Hiergegen richtete sich der Kläger mit seiner Klage beim Finanzgericht. Das Finanzgericht gab der Klage mit der Begründung statt, dass die hoheitliche Übertragung des Eigentums an einem Grundstück nicht zu einem steuerbaren Gewinn aus einem privaten Veräußerungsgeschäft führe. Der BFH hat die Entscheidung des FG bestätigt.

Entscheidungsgründe

Private Veräußerungsgeschäfte sind gemäß § 23 Abs. 1 Satz 1 Nr. 1 EStG u.a. Veräußerungsgeschäfte bei Grundstücken, soweit der Zeitraum zwischen Anschaffung und Veräußerung nicht mehr als zehn Jahre beträgt.

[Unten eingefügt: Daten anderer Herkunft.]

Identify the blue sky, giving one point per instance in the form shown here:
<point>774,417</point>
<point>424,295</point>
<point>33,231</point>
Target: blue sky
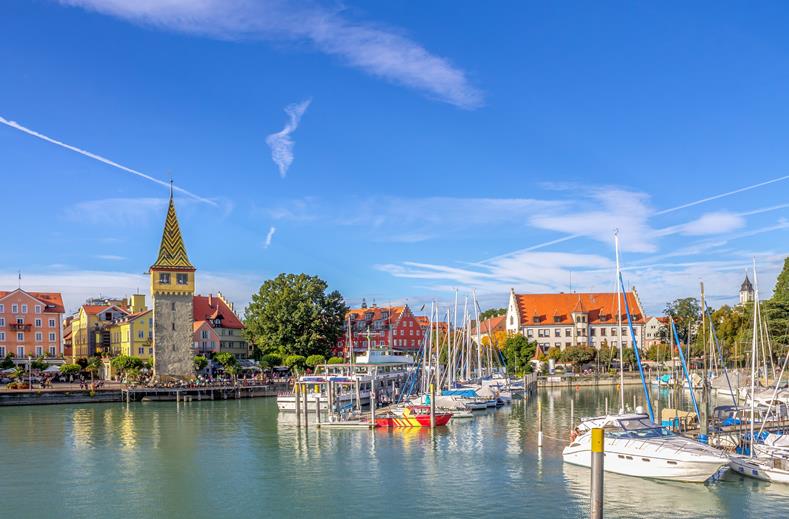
<point>434,146</point>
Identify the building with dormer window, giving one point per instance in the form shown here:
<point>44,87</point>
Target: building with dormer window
<point>575,319</point>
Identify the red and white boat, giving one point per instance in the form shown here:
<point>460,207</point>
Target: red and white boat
<point>413,416</point>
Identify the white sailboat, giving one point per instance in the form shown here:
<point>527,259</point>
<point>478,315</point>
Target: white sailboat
<point>635,446</point>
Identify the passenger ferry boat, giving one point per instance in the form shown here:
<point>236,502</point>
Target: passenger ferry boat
<point>412,416</point>
<point>389,372</point>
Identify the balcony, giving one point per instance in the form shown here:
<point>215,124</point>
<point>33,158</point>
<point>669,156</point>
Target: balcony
<point>15,327</point>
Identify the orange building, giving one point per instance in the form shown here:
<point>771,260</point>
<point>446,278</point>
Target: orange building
<point>30,324</point>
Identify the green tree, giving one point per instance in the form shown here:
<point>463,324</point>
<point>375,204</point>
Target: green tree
<point>314,360</point>
<point>123,363</point>
<point>776,311</point>
<point>492,312</point>
<point>199,362</point>
<point>294,314</point>
<point>70,369</point>
<point>578,355</point>
<point>226,359</point>
<point>271,360</point>
<point>518,352</point>
<point>296,362</point>
<point>686,312</point>
<point>7,362</point>
<point>39,364</point>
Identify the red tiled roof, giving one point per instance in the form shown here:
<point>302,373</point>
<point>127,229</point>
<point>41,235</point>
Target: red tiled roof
<point>211,307</point>
<point>546,309</point>
<point>95,309</point>
<point>492,325</point>
<point>52,300</point>
<point>377,313</point>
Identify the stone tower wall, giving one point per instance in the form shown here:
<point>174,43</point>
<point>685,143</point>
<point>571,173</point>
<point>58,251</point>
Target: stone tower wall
<point>173,344</point>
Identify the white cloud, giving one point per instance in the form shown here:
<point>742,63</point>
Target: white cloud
<point>117,211</point>
<point>280,143</point>
<point>110,257</point>
<point>99,158</point>
<point>270,236</point>
<point>378,51</point>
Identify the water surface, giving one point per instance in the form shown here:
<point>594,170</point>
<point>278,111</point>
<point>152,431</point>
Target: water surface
<point>242,459</point>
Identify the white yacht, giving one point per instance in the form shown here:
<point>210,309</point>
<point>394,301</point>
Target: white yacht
<point>389,372</point>
<point>634,446</point>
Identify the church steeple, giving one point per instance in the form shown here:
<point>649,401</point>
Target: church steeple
<point>172,251</point>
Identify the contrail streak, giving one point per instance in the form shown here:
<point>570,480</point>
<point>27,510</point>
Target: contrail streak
<point>99,158</point>
<point>722,195</point>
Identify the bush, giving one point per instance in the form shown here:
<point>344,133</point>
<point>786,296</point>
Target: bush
<point>271,360</point>
<point>70,369</point>
<point>295,361</point>
<point>315,360</point>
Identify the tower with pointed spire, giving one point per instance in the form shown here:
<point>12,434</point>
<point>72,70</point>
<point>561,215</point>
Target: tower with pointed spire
<point>172,290</point>
<point>746,291</point>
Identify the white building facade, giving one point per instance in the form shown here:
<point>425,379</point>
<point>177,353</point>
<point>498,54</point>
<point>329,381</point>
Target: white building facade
<point>575,319</point>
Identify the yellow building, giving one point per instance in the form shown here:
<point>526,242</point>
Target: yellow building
<point>90,327</point>
<point>132,334</point>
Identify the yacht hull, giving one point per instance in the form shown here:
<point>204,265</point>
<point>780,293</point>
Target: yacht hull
<point>648,464</point>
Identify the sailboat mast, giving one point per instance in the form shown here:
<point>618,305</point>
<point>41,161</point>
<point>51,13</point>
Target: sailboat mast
<point>753,349</point>
<point>619,328</point>
<point>479,342</point>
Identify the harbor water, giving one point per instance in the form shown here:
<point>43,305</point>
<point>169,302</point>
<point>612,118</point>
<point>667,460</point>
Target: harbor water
<point>241,458</point>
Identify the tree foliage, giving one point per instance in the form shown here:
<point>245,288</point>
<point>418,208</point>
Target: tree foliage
<point>686,312</point>
<point>7,362</point>
<point>70,369</point>
<point>271,360</point>
<point>519,351</point>
<point>294,314</point>
<point>295,362</point>
<point>578,355</point>
<point>315,360</point>
<point>199,362</point>
<point>492,312</point>
<point>226,359</point>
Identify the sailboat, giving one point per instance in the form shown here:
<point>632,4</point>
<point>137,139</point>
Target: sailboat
<point>634,444</point>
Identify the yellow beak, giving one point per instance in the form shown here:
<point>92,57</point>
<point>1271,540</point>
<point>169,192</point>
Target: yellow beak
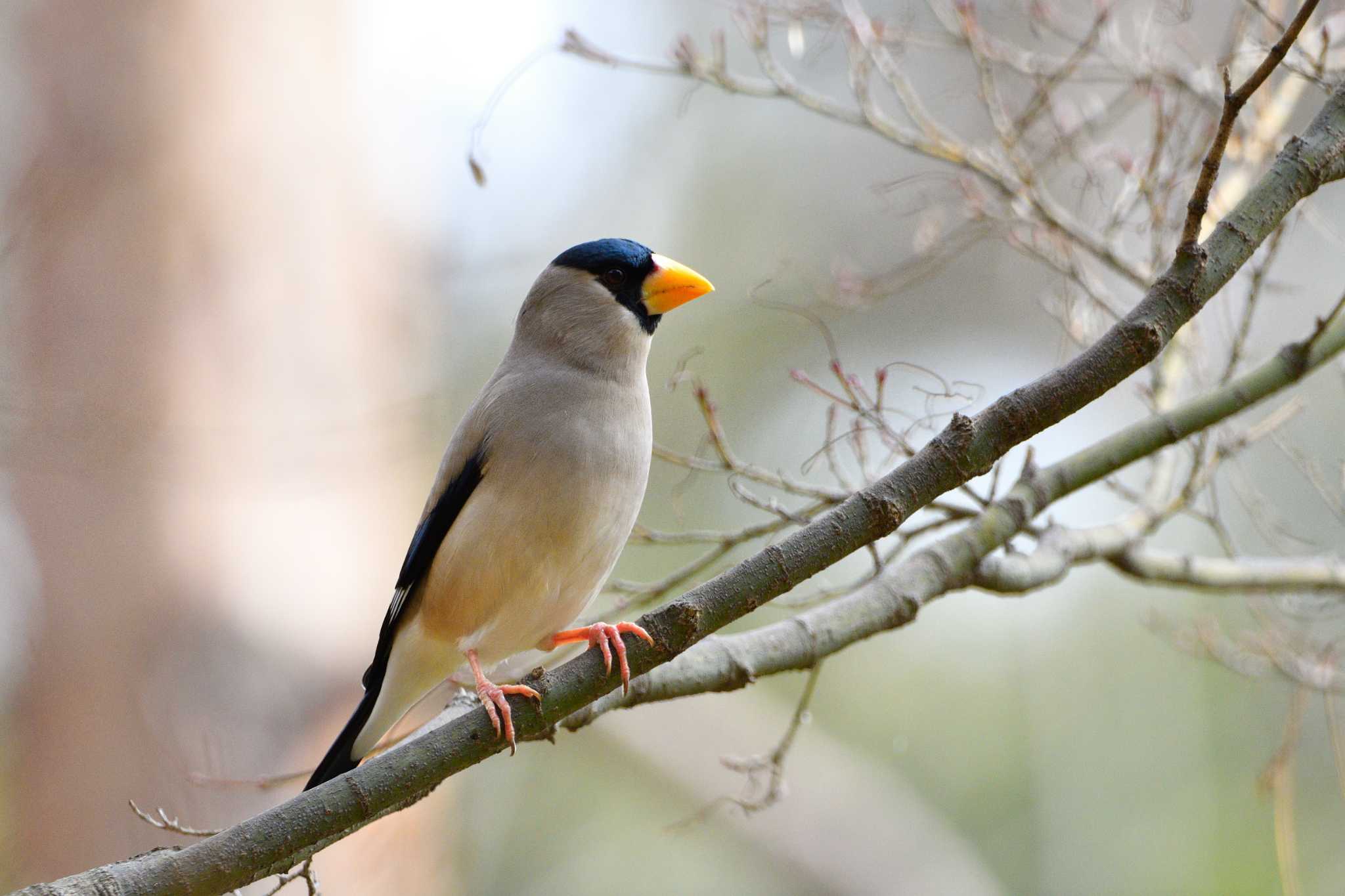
<point>670,285</point>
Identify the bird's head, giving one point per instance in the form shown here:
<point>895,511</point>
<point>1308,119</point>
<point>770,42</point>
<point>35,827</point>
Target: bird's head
<point>600,301</point>
<point>643,282</point>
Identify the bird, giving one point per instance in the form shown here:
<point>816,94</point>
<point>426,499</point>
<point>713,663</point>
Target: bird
<point>536,495</point>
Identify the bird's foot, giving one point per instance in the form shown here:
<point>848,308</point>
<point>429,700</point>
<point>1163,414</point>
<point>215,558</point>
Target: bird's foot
<point>606,637</point>
<point>493,698</point>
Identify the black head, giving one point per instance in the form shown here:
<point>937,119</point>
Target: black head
<point>621,265</point>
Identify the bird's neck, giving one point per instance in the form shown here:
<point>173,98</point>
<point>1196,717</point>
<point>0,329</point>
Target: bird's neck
<point>613,354</point>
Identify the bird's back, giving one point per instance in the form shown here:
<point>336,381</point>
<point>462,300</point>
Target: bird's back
<point>567,458</point>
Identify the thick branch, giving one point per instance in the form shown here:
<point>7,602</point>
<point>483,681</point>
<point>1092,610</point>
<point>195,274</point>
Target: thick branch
<point>280,837</point>
<point>892,599</point>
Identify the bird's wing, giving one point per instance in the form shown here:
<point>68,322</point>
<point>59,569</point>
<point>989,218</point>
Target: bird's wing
<point>430,535</point>
<point>459,475</point>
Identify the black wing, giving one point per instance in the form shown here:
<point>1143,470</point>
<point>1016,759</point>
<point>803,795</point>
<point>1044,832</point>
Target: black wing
<point>426,543</point>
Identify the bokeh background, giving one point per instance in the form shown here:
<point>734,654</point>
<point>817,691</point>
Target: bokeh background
<point>249,285</point>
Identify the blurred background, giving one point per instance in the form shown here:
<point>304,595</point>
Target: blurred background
<point>249,285</point>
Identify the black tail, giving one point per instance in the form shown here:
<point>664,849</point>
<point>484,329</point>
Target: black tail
<point>338,759</point>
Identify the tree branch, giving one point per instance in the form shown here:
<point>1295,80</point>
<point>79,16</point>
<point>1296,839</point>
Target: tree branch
<point>284,836</point>
<point>891,601</point>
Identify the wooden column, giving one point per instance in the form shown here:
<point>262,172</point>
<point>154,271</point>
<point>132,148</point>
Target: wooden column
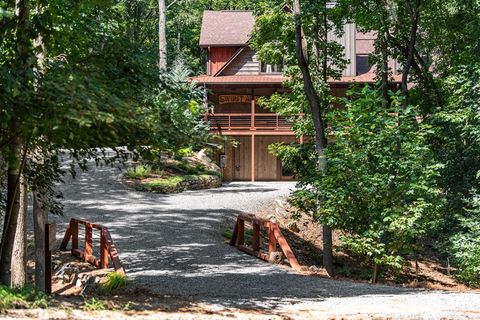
<point>88,241</point>
<point>241,233</point>
<point>253,158</point>
<point>252,114</point>
<point>272,241</point>
<point>256,236</point>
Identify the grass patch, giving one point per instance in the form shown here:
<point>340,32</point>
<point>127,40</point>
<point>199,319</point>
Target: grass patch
<point>25,297</point>
<point>94,305</point>
<point>139,172</point>
<point>115,280</point>
<point>168,182</point>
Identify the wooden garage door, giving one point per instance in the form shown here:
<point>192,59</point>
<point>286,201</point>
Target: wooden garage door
<point>242,164</point>
<point>266,164</point>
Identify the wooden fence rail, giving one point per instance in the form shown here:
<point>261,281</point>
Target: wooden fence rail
<point>107,247</point>
<point>274,236</point>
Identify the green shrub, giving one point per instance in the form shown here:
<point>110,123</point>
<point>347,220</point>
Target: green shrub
<point>25,297</point>
<point>465,243</point>
<point>182,153</point>
<point>139,172</point>
<point>115,280</point>
<point>94,305</point>
<point>169,182</point>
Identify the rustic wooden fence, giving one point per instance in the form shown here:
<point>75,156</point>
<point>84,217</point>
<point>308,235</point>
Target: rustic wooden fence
<point>107,247</point>
<point>274,236</point>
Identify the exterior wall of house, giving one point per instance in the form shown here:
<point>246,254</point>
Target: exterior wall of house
<point>347,40</point>
<point>246,63</point>
<point>218,56</point>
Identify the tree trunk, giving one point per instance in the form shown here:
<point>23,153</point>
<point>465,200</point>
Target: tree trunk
<point>409,59</point>
<point>10,226</point>
<point>162,35</point>
<point>12,247</point>
<point>315,107</point>
<point>19,256</point>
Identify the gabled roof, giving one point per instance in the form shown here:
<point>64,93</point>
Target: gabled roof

Die Begriffe "Anschaffung" und "Veräußerung" erfassen – so die Ausführungen der Richter aus München - entgeltliche Erwerbs- und Übertragungsvorgänge, die wesentlich vom Willen des Steuerpflichtigen abhängen. Sie müssen Ausdruck einer wirtschaftlichen Betätigung sein. Eine dahingehende willentliche wirtschaftliche Betätigung als Merkmal eines Anschaffungs- und Veräußerungsgeschäfts i.S. des § 23 Abs. 1 Satz 1 Nr. 1 EStG sieht die höchstrichterliche Rechtsprechung beispielsweise auch bei der Abgabe des Meistgebots in der Zwangsversteigerung eines Grundstücks. Denn die Abgabe des Meistgebots entspreche in ihrer Wirkung dem Abschluss eines schuldrechtlichen Kaufvertrages über ein Grundstück, erwirbt doch der Meistbietende damit nach §§ 81 Abs. 1, 90 Abs. 1 des Gesetzes über die Zwangsversteigerung und die Zwangsverwaltung den Anspruch, dass ihm das Eigentum an dem versteigerten Grundstück durch Zuschlagsbeschluss des Versteigerungsgerichts übertragen wird (BFH-Urteile vom 28.06.1977 - VIII R 30/74). Demgegenüber fehle es jedoch an einer willentlichen Übertragung auf eine andere Person, wenn der Verlust des Eigentums am Grundstück ohne maßgeblichen Einfluss des Steuerpflichtigen und ggf. auch gegen seinen Willen stattfindet. Dies ist zweifelsfrei bei einer Enteignung der Fall. Dieses Ergebnis folge auch bereits aus dem Wortlaut der maßgeblichen Norm in § 23 Abs. 1 Satz 1 Nr. 1 EStG. Denn das Gesetz spreche von einem Veräußerungs"geschäft", d.h. von einem schuldrechtlichen, dem rechtsgeschäftlichen Willen des Steuerpflichtigen unterworfenen Vertrag. Ein solcher liege im Falle einer Enteignung -- d.h. der Entziehung von Eigentum an einem Wirtschaftsgut durch staatlichen Hoheitsakt - nicht vor; vielmehr führe die Enteignung zu einem Eigentumsübergang, der sich gegen oder ohne den Willen des Rechtsinhabers (Eigentümers) vollzieht. Die Tatbestandsvoraussetzungen des § 23 EStG liegen nach Ansicht des Gerichts somit nicht vor, eine Steuerpflicht ist demnach nicht gegeben. Diese am Wortlaut orientierte Gesetzesauslegung entspreche, wie der BFH in seinem Urteil betonte, dem historischen Willen des Gesetzgebers. Sie sei auch vor dem Hintergrund eines systematischen Auslegungsansatzes folgerichtig.